Manage cluster status

Astro Private Cloud (APC) tracks the operational status of every data plane cluster so that workloads only run on healthy infrastructure. This page describes the cluster status values, how Houston determines status, the GraphQL operations for querying and updating status, and how to troubleshoot unhealthy clusters.

Authenticate to Houston

Every operation on this page requires a Houston API token sent as a bearer credential. Send your token in the Authorization header on each request to the Houston GraphQL endpoint:

$curl -X POST https://houston.<your-base-domain>/v1 \
> -H "Authorization: <your-token>" \
> -H "Content-Type: application/json" \
> -d '{"query": "query { self { user { username } } }"}'

For step-by-step instructions on obtaining a user token or creating a system service account token, see Authenticate to the Houston API.

Required roles and permissions

Cluster operations are gated by RBAC permissions. The following table maps each operation to the permission Houston checks and the default role that grants it.

OperationRequired permissionDefault role that grants access
paginatedClustersAuthenticated userAny signed-in user
clustersystem.clusters.getSystem Admin
updateClustersystem.clusters.updateSystem Admin
reconcileClusterMetadataJobsystem.clusters.updateSystem Admin

The System Admin role inherits every system.clusters.* permission.

Cluster status values

StatusDescriptionAllows new deploymentsAllows configuration updates
ACTIVECluster is healthy and reachableYesYes
INACTIVECluster is unreachable or reporting an unhealthy statusNoNo

Status determination

Houston derives cluster status from the healthStatus field in Commander’s /metadata response. The mapping is binary:

Commander healthStatusHouston cluster status
HEALTHYACTIVE
Any other valueINACTIVE
Fetch error or timeoutINACTIVE

A CronJob in the control plane reconciles cluster metadata by calling Commander’s /metadata endpoint. The default schedule is 0 * * * * (every hour at minute 0), and is configurable through the houston.syncDataplaneClusters.schedule value on the Astronomer Helm chart.
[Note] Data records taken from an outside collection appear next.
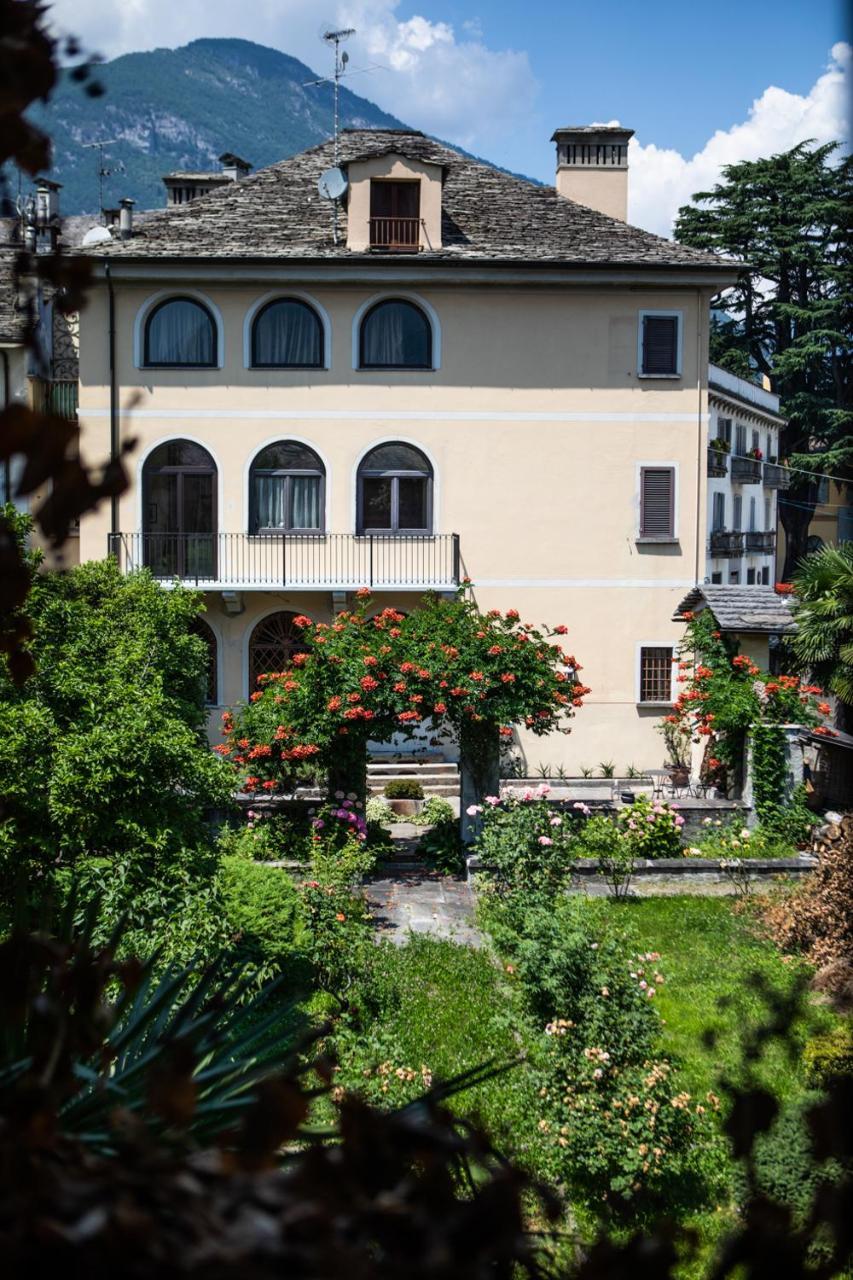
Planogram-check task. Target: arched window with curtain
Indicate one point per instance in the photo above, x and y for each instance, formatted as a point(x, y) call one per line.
point(395, 490)
point(205, 632)
point(272, 645)
point(396, 334)
point(179, 511)
point(287, 333)
point(287, 489)
point(179, 333)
You can list the reconcile CronJob and recent runs with the following command:

$kubectl get cronjob,jobs -n astronomer | grep sync-dataplane-clusters

Query cluster status

List clusters

The paginatedClusters query returns clusters the caller has access to. Pagination uses the take argument, plus either cursor (a cluster UUID) or pageNumber. The response object contains a clusters list and a total count.

1query {
2 paginatedClusters(
3 take: 50
4 status: ACTIVE
5 ) {
6 clusters {
7 id
8 name
9 status
10 statusReason
11 healthStatus
12 k8sVersion
13 cloudProvider
14 region
15 createdAt
16 updatedAt
17 }
18 count
19 }
20}

Get a single cluster

1query {
2 cluster(id: "<cluster-id>") {
3 id
4 name
5 status
6 statusReason
7 healthStatus
8 k8sVersion
9 cloudProvider
10 region
11 dpChartVersion
12 commanderVersion
13 config
14 configOverride
15 }
16}

The healthStatus field returns a JSON object containing the full health payload Houston received from Commander, not a single string. The statusReason field is also a JSON object. See Update cluster status for the shape Houston writes.
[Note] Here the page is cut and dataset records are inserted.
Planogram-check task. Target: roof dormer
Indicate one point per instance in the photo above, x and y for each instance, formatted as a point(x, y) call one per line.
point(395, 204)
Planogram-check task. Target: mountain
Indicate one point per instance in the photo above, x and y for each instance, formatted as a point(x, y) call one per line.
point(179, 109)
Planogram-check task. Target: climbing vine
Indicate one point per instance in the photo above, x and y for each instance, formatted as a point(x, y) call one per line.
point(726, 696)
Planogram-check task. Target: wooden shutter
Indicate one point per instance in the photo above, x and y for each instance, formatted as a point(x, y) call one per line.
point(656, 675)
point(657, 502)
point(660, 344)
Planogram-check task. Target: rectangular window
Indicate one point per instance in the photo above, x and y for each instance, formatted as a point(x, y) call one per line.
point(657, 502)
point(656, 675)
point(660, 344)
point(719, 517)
Filter by cloud provider and region

1query {
2 paginatedClusters(
3 status: INACTIVE
4 cloudProvider: "aws"
5 region: "us-east-1"
6 take: 25
7 ) {
8 clusters {
9 id
10 name
11 statusReason
12 }
13 count
14 }
15}

Other supported filter arguments include searchPhrase, k8sVersion, id, sortBy, and sortDirection.

Update cluster status

A user with permission to update clusters can change a cluster’s status manually. The statusReason argument accepts a JSON object whose shape isn’t enforced by the schema, but Houston itself writes the value Commander returns in its /metadata response when reconciling. To stay consistent, use the same shape Houston uses or include a descriptive message field.

1mutation {
2 updateCluster(
3 id: "<cluster-id>"
4 status: INACTIVE
5 statusReason: { message: "Maintenance window — cluster offline for upgrades" }
6 ) {
7 id
8 status
9 statusReason
10 }
11}

For status changes, supply id (required), status, and statusReason. The updateCluster mutation also accepts name and deploymentsConfigOverride for non-status changes; see Update data plane cluster configurations for those workflows.
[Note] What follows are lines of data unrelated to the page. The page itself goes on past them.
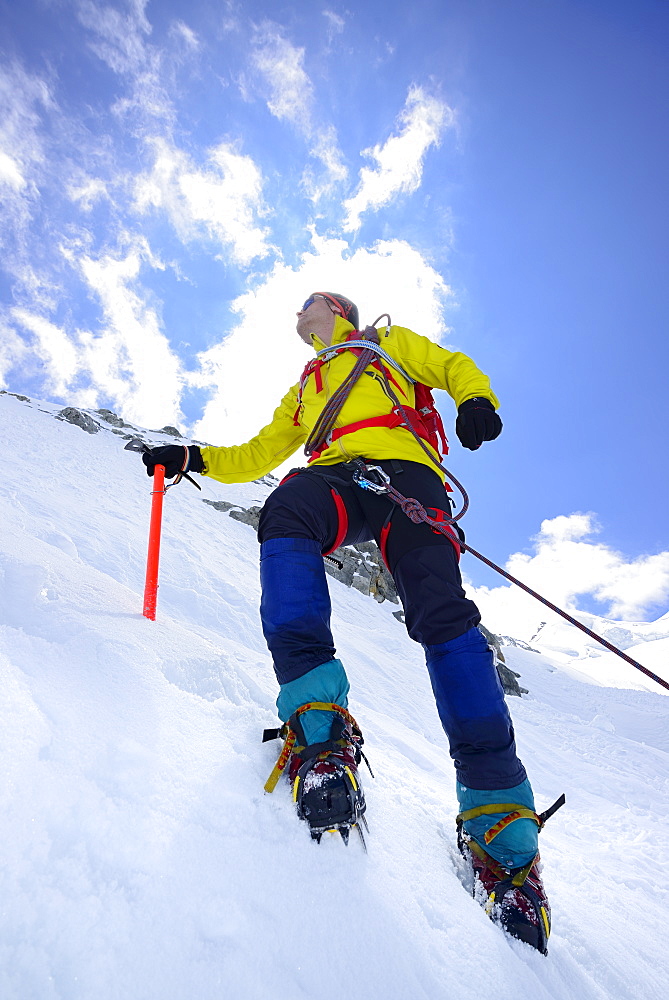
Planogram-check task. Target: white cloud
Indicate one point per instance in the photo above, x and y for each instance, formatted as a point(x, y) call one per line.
point(129, 360)
point(55, 350)
point(291, 99)
point(13, 352)
point(257, 363)
point(566, 564)
point(185, 34)
point(400, 160)
point(224, 199)
point(335, 22)
point(119, 37)
point(87, 191)
point(23, 101)
point(10, 172)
Houston blocks configuration updates (deploymentsConfigOverride, name) while the cluster status is INACTIVE and returns the error This operation is not allowed as the cluster is not active. Status itself can still be updated in any state.

Force a metadata reconciliation

Use the reconcileClusterMetadataJob query to make Houston refetch metadata from Commander immediately, instead of waiting for the next CronJob run. The query accepts a list of cluster UUIDs; if you pass null or omit the argument, Houston reconciles every cluster the caller is authorized to update.

1query {
2 reconcileClusterMetadataJob(
3 clusterIds: ["<cluster-id-1>", "<cluster-id-2>"]
4 ) {
5 successfulClusterIds
6 failedClusterIds
7 skippedClusterIds
8 }
9}

A cluster appears in skippedClusterIds when it lacks a dataplane URL or when the caller isn’t authorized to reconcile it.

Use this query in the following situations:

  • After resolving a network or DNS issue between the control plane and a data plane.
  • After restarting Commander.
  • To verify cluster health after a maintenance window.
  • When debugging connectivity from the control plane.

Troubleshoot unhealthy clusters

1

Check the cluster’s current status

1query {
2 cluster(id: "<cluster-id>") {
3 status
4 statusReason
5 healthStatus
6 updatedAt
7 }
8}
2

Verify Commander connectivity

From a Pod in the control plane namespace with network access to Commander, call the metadata endpoint:

$curl -s https://<commander-url>/metadata | jq .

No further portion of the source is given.